Module 2.2: Statistics – Measures of Central Tendency, Dispersion & Position
Measures of Central Tendency
- Definition: a single number that represents a “typical” or central value of a data set.
- Key measures examined:
Mean
- Population mean
- Formula: \mu = \frac{\Sigma x}{N} where N is the population size.
- Sample mean
- Formula: \bar{x} = \frac{\Sigma x}{n} where n is the sample size.
- Properties
- Uses every value in the data set ⇒ regarded as a “reliable” measure.
- Highly sensitive to extreme values (outliers).
- Worked example: round-trip Chicago→Cancún flights
- Data: 872, 432, 397, 427, 388, 782, 397 (7 fares)
- Sum =3695
- Mean = \frac{3695}{7}\approx 528 dollars.
- Middle value once data are ordered.
- Splits an ordered data set into two equal halves.
- Odd n → median is the true middle entry.
- Even n → median is the mean of the two middle entries.
- Example 1 (7 fares)
- Ordered: 388, 397, 397, 427, 432, 782, 872
- Median =427 dollars.
- Example 2 (remove the 432-dollar fare; n=6)
- Ordered: 388, 397, 397, 427, 782, 872
- Median =\frac{397+427}{2}=412 dollars.
- Strength: resistant to outliers.
Mode
- Most frequent data entry (raw data) or class midpoint with highest frequency (grouped data).
- No repeated entry ⇒ “no mode.”
- Flight-price example
- Ordered data revealed 397 appears twice; all others once.
- Mode =397 dollars.
- All address “typical” value but differ in sensitivity:
- Mean: uses all values; affected by outliers.
- Median: ignores magnitude of extreme ends; unaffected by outliers.
- Mode: only frequency matters; may be non-unique or absent; often least representative.
- Age sample (20 students)
- Data: 20,20,20,20,20,20,21,21,21,21,22,22,22,23,23,23,23,24,24,65
- Mean \approx 23.8 years (pulled upward by outlier 65).
- Median =21.5 years (middle two: 21,22).

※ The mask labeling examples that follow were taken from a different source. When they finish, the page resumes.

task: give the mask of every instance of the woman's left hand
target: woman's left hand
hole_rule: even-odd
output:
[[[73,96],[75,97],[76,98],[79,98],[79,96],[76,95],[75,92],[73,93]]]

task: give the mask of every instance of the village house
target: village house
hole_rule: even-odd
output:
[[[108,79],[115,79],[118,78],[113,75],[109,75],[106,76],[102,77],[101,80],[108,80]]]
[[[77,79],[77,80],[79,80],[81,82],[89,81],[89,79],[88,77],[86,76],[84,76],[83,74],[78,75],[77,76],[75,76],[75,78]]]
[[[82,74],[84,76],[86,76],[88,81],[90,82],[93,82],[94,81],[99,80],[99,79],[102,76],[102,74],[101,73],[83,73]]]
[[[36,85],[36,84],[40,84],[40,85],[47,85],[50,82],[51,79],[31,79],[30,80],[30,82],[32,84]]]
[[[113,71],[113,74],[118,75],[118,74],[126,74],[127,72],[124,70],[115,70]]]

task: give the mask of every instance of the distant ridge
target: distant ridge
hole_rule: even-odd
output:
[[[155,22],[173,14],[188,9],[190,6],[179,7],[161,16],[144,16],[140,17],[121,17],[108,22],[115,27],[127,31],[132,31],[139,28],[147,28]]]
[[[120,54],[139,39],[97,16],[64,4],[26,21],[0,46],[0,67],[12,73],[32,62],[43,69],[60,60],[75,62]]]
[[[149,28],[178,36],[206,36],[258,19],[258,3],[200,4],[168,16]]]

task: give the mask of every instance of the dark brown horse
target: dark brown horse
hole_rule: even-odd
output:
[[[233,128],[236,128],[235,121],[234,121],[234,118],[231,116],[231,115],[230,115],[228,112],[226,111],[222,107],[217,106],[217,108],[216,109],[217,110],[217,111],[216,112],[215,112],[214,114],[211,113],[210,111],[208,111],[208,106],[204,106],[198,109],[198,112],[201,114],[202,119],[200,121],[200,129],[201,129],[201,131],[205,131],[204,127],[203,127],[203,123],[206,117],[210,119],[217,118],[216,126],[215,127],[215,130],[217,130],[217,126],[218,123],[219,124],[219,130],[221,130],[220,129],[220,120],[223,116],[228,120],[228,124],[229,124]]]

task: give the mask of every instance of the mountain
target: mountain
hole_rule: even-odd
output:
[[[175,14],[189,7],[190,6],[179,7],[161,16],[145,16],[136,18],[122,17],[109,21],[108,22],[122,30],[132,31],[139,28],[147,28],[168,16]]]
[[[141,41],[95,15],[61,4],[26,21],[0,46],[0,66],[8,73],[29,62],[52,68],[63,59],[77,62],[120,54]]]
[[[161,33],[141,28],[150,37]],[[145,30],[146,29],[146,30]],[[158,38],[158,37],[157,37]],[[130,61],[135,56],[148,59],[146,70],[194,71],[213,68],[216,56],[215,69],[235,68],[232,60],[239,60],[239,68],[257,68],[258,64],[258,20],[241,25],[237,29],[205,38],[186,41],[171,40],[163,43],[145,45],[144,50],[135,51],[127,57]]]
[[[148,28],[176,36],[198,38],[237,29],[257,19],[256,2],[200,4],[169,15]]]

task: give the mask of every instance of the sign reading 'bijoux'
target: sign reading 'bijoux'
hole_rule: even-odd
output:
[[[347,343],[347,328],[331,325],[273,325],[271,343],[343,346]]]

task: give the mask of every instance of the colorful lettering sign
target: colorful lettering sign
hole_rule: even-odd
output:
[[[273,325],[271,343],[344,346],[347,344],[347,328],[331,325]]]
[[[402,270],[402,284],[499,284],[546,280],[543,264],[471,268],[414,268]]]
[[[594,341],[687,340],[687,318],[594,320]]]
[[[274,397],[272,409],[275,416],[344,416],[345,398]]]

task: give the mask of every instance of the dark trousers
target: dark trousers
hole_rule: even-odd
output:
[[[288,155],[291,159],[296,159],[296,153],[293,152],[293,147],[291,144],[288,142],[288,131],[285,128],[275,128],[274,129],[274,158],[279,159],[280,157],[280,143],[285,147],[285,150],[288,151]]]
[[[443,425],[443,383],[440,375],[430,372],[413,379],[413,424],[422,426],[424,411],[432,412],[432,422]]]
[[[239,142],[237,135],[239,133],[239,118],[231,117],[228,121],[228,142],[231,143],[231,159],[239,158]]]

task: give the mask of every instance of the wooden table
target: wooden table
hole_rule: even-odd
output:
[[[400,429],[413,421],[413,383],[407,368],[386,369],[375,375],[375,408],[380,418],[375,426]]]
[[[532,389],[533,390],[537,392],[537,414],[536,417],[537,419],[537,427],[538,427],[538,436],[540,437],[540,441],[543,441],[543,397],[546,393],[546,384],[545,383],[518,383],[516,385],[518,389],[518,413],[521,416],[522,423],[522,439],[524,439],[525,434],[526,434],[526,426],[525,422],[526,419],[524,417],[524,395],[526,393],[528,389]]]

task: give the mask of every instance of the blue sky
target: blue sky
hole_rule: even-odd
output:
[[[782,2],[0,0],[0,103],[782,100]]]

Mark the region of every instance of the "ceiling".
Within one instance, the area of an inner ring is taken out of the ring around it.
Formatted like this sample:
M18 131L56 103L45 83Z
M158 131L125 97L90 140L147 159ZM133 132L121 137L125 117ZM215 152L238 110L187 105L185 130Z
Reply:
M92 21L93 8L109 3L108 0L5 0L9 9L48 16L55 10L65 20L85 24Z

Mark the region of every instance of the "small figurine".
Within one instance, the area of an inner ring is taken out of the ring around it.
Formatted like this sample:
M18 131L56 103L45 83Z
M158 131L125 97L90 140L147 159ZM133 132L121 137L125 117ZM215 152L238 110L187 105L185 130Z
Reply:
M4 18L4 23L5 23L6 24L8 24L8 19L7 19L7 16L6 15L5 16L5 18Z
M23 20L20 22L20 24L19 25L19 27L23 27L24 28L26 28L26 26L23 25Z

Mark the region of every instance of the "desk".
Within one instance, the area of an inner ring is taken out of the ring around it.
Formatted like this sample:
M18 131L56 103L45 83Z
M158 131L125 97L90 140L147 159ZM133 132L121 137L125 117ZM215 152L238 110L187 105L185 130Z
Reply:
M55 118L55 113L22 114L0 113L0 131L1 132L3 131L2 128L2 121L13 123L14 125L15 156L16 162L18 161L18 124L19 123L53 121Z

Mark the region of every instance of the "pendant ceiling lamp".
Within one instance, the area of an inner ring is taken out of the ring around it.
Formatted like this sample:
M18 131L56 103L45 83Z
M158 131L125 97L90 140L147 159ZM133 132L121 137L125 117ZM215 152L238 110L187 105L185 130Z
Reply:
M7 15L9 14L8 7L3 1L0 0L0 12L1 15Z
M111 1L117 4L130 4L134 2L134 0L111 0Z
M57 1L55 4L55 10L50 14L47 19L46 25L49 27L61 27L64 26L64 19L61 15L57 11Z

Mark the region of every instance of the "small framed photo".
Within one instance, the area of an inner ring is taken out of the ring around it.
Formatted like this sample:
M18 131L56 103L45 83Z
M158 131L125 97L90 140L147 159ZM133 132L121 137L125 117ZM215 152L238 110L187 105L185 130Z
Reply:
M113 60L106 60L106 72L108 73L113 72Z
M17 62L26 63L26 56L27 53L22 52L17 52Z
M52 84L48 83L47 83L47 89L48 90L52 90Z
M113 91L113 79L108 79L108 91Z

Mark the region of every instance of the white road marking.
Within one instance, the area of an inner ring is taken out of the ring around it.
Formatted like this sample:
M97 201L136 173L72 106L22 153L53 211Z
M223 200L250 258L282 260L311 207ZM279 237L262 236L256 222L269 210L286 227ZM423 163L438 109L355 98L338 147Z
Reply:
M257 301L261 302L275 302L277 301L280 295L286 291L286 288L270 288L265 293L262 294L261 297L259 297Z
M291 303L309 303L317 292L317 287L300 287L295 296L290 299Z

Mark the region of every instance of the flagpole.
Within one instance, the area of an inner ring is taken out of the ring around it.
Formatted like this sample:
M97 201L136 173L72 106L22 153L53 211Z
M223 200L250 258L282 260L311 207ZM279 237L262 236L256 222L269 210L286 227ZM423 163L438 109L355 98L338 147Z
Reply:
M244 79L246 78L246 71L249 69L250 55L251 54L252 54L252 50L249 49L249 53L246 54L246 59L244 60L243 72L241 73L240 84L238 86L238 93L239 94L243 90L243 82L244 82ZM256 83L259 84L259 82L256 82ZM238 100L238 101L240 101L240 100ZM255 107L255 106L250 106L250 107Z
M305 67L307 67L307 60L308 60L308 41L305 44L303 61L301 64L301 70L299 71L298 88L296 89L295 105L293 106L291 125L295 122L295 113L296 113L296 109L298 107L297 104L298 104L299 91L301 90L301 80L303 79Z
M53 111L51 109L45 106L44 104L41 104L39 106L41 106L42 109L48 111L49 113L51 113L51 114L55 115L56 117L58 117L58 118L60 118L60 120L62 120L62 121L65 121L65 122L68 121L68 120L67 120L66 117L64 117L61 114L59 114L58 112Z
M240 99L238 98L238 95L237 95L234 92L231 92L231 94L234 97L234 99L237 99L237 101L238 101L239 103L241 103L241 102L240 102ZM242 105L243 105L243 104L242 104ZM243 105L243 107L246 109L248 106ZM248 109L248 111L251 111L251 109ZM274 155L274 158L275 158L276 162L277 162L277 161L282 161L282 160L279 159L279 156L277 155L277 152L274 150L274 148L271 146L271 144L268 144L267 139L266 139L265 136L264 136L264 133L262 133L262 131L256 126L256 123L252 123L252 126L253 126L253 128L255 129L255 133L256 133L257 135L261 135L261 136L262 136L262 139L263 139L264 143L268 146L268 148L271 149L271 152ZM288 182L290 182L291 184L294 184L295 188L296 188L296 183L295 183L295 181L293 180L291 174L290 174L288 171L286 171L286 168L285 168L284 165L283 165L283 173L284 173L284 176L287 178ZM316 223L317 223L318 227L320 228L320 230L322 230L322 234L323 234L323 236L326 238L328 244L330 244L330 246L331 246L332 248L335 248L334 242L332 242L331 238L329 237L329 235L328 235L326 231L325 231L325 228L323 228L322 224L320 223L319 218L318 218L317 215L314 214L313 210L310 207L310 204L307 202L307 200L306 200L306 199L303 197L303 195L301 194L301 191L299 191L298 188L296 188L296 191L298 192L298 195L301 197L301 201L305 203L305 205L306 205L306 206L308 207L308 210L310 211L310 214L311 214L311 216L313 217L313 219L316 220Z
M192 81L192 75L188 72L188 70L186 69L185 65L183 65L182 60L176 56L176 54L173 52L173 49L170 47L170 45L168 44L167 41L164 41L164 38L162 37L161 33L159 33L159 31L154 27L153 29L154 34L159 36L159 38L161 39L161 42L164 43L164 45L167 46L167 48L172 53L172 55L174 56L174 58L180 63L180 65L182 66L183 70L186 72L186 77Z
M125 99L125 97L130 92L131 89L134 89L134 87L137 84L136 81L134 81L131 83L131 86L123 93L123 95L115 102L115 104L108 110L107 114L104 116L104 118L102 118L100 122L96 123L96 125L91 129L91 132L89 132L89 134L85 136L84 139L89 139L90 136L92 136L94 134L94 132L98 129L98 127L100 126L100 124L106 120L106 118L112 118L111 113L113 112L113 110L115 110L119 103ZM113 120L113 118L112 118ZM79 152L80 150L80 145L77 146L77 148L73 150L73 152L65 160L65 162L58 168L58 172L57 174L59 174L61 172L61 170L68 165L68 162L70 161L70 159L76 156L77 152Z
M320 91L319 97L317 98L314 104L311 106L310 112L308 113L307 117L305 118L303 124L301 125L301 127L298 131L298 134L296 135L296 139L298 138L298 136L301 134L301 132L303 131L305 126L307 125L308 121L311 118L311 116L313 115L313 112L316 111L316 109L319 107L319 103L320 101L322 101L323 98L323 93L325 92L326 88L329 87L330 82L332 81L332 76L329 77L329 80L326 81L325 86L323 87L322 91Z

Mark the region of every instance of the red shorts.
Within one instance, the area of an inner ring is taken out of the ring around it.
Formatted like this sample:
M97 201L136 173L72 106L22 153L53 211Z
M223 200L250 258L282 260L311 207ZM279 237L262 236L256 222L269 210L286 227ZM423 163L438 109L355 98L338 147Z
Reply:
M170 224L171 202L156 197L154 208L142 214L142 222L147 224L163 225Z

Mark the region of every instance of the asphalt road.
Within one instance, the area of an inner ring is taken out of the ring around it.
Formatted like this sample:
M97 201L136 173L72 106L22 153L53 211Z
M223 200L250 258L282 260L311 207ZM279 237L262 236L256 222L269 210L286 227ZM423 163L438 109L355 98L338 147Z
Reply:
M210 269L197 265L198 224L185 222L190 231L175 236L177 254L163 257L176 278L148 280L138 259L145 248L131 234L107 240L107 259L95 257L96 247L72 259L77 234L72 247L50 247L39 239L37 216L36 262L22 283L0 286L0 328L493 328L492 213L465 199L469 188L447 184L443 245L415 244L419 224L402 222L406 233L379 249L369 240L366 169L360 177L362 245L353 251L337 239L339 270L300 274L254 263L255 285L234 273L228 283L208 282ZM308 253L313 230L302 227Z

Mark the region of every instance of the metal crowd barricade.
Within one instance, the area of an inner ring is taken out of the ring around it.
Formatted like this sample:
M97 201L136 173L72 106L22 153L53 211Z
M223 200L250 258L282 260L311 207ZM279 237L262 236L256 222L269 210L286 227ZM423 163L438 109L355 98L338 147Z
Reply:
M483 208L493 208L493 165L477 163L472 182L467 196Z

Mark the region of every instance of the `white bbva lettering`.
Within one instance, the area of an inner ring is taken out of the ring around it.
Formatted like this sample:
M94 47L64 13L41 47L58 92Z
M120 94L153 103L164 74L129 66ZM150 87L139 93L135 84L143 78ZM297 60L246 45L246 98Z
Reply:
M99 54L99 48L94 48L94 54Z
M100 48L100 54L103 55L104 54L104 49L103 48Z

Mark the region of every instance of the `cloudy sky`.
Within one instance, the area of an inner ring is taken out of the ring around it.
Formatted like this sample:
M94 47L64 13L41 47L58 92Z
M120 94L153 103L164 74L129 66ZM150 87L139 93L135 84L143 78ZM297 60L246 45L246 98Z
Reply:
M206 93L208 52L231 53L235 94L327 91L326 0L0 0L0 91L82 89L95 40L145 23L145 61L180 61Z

- Mode =20 years (highest frequency).
- Interpretation: mean “fair” but skewed; median resists skew; mode least descriptive here.
Weighted Mean
- Appropriate when each observation carries a specific weight w.
- Formula: \bar{x}_w = \frac{\Sigma(w\,x)}{\Sigma w}.
- Course-grade example
- Weights: tests 50\%, midterm 15\%, final 20\%, lab 10\%, homework 5\%.
- Scores: 86,96,82,98,100.
- Weighted sum \Sigma(wx)=88.6, \Sigma w=1 ⇒ weighted mean =88.6.
- Required \ge 90 for an A → just missed.
Mean of a Frequency Distribution
- Use class midpoints x and frequencies f.
- Formula: \bar{x}=\frac{\Sigma(xf)}{n} where n=\Sigma f.
- Illustration (7 classes, n=50): \Sigma(xf)=2089 ⇒ \bar{x}=41.78 (units per original context).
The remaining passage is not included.